Residual Fully Connected Block and skip connections

I was reading a paper Simple is Better: Training an End-to-end Contract Bridge Bidding Agent without Human Knowledge by Qucheng Gong, Tina Jiang and Yuandong Tian. In the paper they described a network that consisted of an initial fully connected layer, then 4 fully connected layers with skip connections added every 2 layers to get a latent representation. … . The full network architecture is shown In Figure 2. I am unclear what the skip connection does in this case. What layer does the skip connection skip ? A high level keras description of the network would help me understand what is going on and how this helps in the classification task.

I don’t know about this book, but a skip connection or a residual connection it takes the output of a neuron from some previous layer ( not just the previous one) and feeds it to the current neuron with the previous layer’s feed in addition, look at this images:

And here is a coding example of a residual block in TensorFlow:


from tensorflow.keras.layers import Input, Conv2D, BatchNormalization, ReLU, Add
from tensorflow.keras.models import Model

def residual_block(x, filters, kernel_size=3, stride=1):
# First convolutional layer
conv1 = Conv2D(filters, kernel_size=kernel_size, strides=stride, padding=‘same’)(x)
bn1 = BatchNormalization()(conv1)
relu1 = ReLU()(bn1)

# Second convolutional layer
conv2 = Conv2D(filters, kernel_size=kernel_size, strides=1, padding='same')(relu1)
bn2 = BatchNormalization()(conv2)

# Add the skip connection
skip_connection = Add()([bn2, x])
relu2 = ReLU()(skip_connection)

return relu2

Example usage

input_shape = (32, 32, 64) # Example input shape (height, width, channels)
inputs = Input(shape=input_shape)

Create a single residual block

outputs = residual_block(inputs, filters=64)

Build the model

model = Model(inputs=inputs, outputs=outputs)

Summary of the model

model.summary()


1 Like

Thanks that helps but I still have trouble applying this to the network I am trying to understand. Here is the depiction of the Residual Fully Connected Block

I have found the figure from the paper. The input is a 267 bit vector. And the for the output, one branch is to a policy head. It is a fully connected layer to 38 output neurons, masking out illegal actions provided in the input (the last 38 input bits), and then normalizes to a log policy. The other branch is a value head, which is just a fully connected layer to 1 neuron.

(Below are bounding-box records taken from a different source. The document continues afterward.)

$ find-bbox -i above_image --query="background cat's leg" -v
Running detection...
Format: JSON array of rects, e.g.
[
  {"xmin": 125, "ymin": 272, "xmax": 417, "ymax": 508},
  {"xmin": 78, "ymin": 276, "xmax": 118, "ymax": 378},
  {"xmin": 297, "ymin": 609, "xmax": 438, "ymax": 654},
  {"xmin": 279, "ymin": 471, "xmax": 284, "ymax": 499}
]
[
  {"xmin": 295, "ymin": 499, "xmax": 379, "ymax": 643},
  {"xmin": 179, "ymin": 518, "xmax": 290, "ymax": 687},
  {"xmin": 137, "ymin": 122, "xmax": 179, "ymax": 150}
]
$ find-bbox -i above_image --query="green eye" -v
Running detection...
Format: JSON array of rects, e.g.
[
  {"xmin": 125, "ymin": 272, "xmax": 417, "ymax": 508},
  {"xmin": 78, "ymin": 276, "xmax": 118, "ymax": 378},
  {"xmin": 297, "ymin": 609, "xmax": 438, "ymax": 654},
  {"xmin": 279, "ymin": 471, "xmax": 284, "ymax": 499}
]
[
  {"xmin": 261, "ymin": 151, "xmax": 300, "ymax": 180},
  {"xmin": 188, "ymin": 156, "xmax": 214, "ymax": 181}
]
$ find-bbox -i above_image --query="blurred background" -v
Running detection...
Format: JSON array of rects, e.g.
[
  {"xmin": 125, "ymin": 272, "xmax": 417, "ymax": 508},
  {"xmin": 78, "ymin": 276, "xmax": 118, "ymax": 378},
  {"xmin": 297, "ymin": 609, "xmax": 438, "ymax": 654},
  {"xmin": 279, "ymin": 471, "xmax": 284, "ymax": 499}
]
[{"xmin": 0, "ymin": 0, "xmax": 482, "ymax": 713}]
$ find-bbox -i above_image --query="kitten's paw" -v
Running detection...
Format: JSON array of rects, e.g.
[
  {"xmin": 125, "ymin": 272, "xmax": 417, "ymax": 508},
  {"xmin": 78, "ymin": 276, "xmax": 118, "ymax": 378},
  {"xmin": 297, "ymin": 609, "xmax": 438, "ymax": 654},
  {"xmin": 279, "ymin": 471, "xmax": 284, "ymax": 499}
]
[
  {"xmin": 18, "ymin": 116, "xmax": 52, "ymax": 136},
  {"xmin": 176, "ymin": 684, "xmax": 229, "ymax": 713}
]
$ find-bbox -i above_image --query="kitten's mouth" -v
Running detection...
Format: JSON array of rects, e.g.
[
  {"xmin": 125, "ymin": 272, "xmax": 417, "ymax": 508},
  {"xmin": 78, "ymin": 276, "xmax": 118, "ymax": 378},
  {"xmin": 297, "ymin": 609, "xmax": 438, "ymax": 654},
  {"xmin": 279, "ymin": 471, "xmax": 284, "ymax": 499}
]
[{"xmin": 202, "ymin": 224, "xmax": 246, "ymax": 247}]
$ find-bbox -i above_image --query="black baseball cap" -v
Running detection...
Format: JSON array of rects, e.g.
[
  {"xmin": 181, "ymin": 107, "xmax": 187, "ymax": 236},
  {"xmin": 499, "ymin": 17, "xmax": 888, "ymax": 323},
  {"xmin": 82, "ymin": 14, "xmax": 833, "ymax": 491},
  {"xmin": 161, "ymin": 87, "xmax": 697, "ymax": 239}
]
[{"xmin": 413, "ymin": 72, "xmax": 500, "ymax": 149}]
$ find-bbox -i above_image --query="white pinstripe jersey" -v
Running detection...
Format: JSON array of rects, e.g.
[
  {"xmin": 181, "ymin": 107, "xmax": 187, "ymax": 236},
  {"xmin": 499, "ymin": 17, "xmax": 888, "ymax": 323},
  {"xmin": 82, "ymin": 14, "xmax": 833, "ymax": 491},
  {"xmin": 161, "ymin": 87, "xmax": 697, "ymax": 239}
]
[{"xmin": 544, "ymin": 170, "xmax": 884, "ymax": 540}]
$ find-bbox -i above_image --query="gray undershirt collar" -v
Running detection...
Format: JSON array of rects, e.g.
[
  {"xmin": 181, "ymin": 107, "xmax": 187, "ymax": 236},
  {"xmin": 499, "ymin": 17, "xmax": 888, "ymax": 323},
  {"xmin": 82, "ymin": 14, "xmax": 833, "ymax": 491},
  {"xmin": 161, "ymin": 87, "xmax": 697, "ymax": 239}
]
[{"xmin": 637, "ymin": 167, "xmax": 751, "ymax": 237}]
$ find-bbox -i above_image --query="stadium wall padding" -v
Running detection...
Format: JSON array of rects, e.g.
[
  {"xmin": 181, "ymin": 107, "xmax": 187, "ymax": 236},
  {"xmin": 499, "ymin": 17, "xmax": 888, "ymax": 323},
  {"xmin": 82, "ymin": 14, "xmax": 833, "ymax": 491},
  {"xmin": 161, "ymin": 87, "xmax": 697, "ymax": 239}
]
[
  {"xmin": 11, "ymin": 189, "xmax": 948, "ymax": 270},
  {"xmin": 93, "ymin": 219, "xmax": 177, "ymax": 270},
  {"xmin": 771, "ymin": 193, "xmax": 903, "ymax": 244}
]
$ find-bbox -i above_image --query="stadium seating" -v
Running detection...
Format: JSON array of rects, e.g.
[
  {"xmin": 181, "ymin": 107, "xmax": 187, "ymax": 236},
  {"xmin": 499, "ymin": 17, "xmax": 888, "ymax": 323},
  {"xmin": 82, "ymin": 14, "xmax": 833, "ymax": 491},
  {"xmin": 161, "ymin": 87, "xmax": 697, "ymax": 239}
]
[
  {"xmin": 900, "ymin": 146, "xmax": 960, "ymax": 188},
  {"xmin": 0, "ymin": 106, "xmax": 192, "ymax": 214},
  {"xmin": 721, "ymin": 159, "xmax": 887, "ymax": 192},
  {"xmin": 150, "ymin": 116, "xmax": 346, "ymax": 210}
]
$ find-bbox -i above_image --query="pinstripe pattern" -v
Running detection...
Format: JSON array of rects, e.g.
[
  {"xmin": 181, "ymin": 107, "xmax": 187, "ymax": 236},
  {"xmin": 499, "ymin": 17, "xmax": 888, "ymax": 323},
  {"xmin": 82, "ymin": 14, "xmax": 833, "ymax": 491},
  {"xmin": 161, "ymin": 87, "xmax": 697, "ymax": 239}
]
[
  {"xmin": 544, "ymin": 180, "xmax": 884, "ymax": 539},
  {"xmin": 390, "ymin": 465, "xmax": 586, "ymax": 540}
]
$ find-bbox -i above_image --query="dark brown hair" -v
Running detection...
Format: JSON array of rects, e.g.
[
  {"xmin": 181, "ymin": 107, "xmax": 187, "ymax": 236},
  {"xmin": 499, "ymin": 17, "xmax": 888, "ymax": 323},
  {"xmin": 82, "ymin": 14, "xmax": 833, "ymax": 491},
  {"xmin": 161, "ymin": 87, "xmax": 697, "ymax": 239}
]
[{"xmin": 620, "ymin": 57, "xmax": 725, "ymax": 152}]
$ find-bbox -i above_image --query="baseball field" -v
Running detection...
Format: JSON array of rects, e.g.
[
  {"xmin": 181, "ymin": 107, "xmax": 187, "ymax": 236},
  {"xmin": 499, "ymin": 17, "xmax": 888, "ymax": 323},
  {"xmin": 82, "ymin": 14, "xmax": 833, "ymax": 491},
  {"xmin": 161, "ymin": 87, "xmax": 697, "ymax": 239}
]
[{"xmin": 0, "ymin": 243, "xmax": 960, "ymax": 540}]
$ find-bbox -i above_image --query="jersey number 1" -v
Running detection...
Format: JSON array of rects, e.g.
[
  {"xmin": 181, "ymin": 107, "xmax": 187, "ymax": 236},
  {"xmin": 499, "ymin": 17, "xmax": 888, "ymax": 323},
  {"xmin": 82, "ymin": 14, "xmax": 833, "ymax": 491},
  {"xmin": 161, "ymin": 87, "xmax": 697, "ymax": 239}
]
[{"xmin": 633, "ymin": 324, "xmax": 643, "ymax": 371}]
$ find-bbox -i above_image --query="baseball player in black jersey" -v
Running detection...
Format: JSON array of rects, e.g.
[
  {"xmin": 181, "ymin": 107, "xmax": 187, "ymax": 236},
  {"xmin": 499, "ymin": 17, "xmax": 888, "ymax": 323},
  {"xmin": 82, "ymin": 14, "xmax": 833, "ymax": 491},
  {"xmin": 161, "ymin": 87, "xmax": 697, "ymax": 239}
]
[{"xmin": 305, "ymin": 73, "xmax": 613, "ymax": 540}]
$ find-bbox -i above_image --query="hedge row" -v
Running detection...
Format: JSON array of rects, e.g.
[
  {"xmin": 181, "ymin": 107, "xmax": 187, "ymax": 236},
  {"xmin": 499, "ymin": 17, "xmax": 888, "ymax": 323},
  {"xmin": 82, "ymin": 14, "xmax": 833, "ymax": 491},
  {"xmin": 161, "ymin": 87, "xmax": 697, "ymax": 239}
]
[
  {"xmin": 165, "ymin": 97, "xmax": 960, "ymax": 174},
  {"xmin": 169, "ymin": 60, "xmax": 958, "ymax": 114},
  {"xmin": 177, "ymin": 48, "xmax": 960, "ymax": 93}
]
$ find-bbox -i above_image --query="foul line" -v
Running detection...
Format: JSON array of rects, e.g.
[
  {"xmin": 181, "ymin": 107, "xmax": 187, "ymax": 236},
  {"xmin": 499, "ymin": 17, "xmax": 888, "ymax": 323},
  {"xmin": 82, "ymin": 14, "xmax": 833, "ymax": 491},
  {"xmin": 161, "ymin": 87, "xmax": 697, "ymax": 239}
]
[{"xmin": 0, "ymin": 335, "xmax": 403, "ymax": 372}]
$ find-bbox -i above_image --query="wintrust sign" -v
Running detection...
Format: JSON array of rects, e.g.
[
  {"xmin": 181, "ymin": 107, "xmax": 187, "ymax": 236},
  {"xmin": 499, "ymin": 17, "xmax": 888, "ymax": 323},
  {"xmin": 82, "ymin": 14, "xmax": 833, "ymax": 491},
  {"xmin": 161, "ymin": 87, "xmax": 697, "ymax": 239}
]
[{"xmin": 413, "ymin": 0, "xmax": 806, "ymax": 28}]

If I understand the circle with a + is the skip connection and that the other open circle is a ReLU function then the RFC might be represented by the following keras code snippet

x = input
skip = x
x = Dense(hidden_features)(x)
x = Dense(hidden_features)(x)
x = ReLU()(x)
x = Dense(hidden_features)(x)
x = Dense(hidden_features)(x)
x = ReLU()(x)
x = Concatenate()([x, skip])

Not sure if that makes sense. Comments ?

In the version of Residual Nets and skip connections that I’ve seen in DLS Course 4 Week 2, the operation you show as Concatenate is an addition.

X = Add([x, skip])

The fact that they use the “+” symbol suggests that they have the same interpretation. That is also the way Gent showed it in his example. Of course the other issue implicit in this is you have set the input and output neurons on each layer in a way such that dimensions match at the point of the addition.

You might find it useful to at least watch the lectures about Residual Networks from Prof Ng in DLS C4. You can do that for free in “audit” mode. A lot of his lectures are on YouTube as well, although I have not taken the trouble to search for his Residual Net lectures there.

Ok so to use the add x and skip would need the same shape. From the previous I think I had one too many Dense layers. Maybe

x = Dense(hidden_features)(x)
skip = x
x = Dense(hidden_features)(x)
x = ReLU()(x)
x = Dense(hidden_features)(x)
x = ReLU()(x)
x = Add()([x, skip])